Nascida e criada em Manaus, Juliana Pesqueira atua como fotógrafa desde 2012. Ela é colaboradora da Amazônia Real e participa do Projeta Amazônia, coletivo de direitos humanos, comunicação e advocacia popular.
Raphael Alves, premiado fotógrafo e jornalista e colaborador de veículos nacionais e internacionais, entre eles a Amazônia Real, fotografou o cotidiano de Cunhaporanga Tatuyo, jovem indígena e influenciadora digital que possui mais de 100 milhões de visualizações na plataforma TikTok. Os vídeos dela também integram a exposição. Por último, presente na mostra a jovem Tayná Sateré-Mawé, fotógrafa que documenta o cotidiano de seus filhos na Terra Indígena Andirá Marau, na região do Baixo Amazonas, e posta as cenas em sua conta nas redes sociais.

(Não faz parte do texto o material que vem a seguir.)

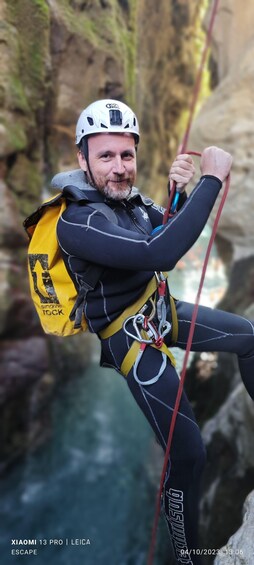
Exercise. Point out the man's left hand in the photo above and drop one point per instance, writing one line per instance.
(181, 171)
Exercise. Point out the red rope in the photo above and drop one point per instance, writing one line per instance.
(183, 372)
(193, 102)
(195, 310)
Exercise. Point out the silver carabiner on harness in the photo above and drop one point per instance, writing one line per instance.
(147, 327)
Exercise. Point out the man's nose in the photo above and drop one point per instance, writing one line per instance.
(118, 166)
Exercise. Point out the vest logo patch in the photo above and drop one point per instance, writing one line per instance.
(42, 281)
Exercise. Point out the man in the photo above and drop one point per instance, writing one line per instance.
(130, 307)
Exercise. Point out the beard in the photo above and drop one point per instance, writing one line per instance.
(111, 192)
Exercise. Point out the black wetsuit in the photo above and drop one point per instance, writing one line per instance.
(129, 254)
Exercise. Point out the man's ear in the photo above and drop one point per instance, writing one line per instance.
(82, 161)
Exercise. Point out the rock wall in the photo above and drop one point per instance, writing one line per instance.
(226, 120)
(56, 57)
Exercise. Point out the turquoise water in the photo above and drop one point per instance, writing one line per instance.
(88, 495)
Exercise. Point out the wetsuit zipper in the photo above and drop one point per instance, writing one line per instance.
(133, 218)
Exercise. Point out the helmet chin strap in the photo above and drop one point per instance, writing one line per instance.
(84, 149)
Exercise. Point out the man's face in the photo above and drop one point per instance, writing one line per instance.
(112, 161)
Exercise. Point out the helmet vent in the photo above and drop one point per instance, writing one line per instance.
(116, 117)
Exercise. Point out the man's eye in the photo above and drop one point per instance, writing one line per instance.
(127, 156)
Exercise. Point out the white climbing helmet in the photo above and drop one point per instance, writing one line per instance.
(104, 116)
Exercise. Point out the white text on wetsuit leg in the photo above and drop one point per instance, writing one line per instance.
(176, 520)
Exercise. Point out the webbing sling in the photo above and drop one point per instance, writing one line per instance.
(117, 324)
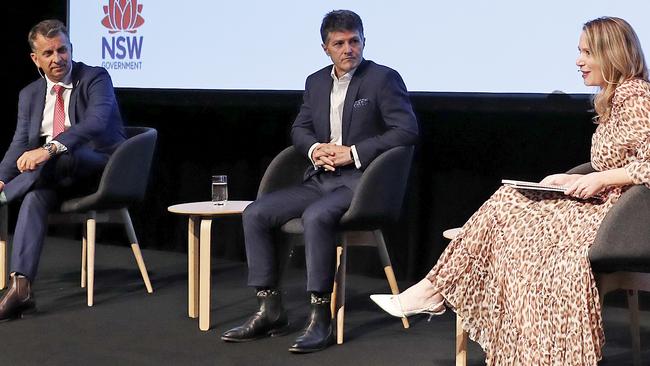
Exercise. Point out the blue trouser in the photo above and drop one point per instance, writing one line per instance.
(320, 202)
(41, 191)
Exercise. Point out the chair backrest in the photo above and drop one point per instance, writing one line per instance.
(286, 169)
(125, 177)
(622, 241)
(380, 194)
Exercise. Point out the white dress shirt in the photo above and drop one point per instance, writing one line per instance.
(337, 100)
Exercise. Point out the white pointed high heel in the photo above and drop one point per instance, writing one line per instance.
(388, 305)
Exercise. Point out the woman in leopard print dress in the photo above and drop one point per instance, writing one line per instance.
(518, 272)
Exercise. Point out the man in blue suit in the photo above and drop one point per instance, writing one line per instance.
(352, 111)
(68, 125)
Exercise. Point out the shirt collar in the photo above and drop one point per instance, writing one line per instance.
(345, 77)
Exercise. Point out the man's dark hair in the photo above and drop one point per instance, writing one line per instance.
(47, 28)
(340, 20)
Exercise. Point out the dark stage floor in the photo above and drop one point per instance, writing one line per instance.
(127, 326)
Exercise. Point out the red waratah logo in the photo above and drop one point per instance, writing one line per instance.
(122, 16)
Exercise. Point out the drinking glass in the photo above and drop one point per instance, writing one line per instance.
(219, 189)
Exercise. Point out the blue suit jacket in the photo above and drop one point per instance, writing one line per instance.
(94, 115)
(377, 113)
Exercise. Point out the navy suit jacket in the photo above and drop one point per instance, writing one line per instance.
(377, 113)
(94, 116)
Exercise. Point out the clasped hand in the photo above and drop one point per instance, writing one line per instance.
(30, 160)
(330, 156)
(578, 185)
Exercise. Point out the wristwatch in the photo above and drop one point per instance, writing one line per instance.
(50, 148)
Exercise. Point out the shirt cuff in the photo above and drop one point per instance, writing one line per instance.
(355, 155)
(311, 150)
(60, 148)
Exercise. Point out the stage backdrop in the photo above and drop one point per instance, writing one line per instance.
(469, 141)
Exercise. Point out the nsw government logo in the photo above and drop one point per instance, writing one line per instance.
(122, 49)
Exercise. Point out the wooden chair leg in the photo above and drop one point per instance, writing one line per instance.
(84, 257)
(4, 235)
(340, 296)
(130, 232)
(335, 288)
(388, 268)
(90, 231)
(633, 306)
(461, 343)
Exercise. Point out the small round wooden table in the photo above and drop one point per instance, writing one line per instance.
(201, 215)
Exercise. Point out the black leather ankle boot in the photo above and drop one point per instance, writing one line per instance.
(269, 321)
(318, 333)
(17, 300)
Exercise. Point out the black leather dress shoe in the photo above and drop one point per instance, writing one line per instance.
(17, 300)
(318, 333)
(269, 321)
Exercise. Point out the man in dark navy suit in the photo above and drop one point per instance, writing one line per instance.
(352, 111)
(68, 125)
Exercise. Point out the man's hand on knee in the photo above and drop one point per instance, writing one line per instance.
(30, 160)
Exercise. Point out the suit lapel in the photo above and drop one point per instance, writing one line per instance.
(37, 112)
(350, 97)
(73, 95)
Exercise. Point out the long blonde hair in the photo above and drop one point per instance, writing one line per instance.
(617, 50)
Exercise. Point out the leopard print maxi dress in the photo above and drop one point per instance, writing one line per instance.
(518, 272)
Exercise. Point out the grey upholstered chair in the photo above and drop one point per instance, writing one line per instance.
(376, 203)
(620, 257)
(123, 183)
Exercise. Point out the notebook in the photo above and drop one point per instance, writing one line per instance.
(518, 184)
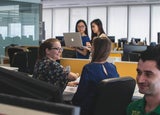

Paralelamente, a Galeria também estreia outra exposição, intitulada “Sem Bêra, Nem Êra”, do fotojornalista Antonio Lima, nascido em Nova Olinda do Norte (AM), que soma mais de 30 anos de carreira. São 37 fotos de moradias alagadas, captadas no rio Amazonas, entre o Lago dos Reis e o município de Careiro da Várzea.
A reabertura da Galeria do Largo traz, ainda, a exposição “Contato com Gentil”, que reúne desenhos e pinturas de Gabriel Gentil, pajé, liderança indígena e escritor, que morreu em 2005. Ele teve suas obras resgatadas pelo curador Darlan Guedes e Espaço Mediações com artistas como Naya Arruda e M4fael.
Gabriel Gentil foi colaborador nas pesquisas de Casimiro Beksta, padre salesiano morto em 2015, profundo conhecedor dos povos indígenas do Alto Rio Negro. A Galeria do Largo funciona de terça a domingo, das 15h às 20h.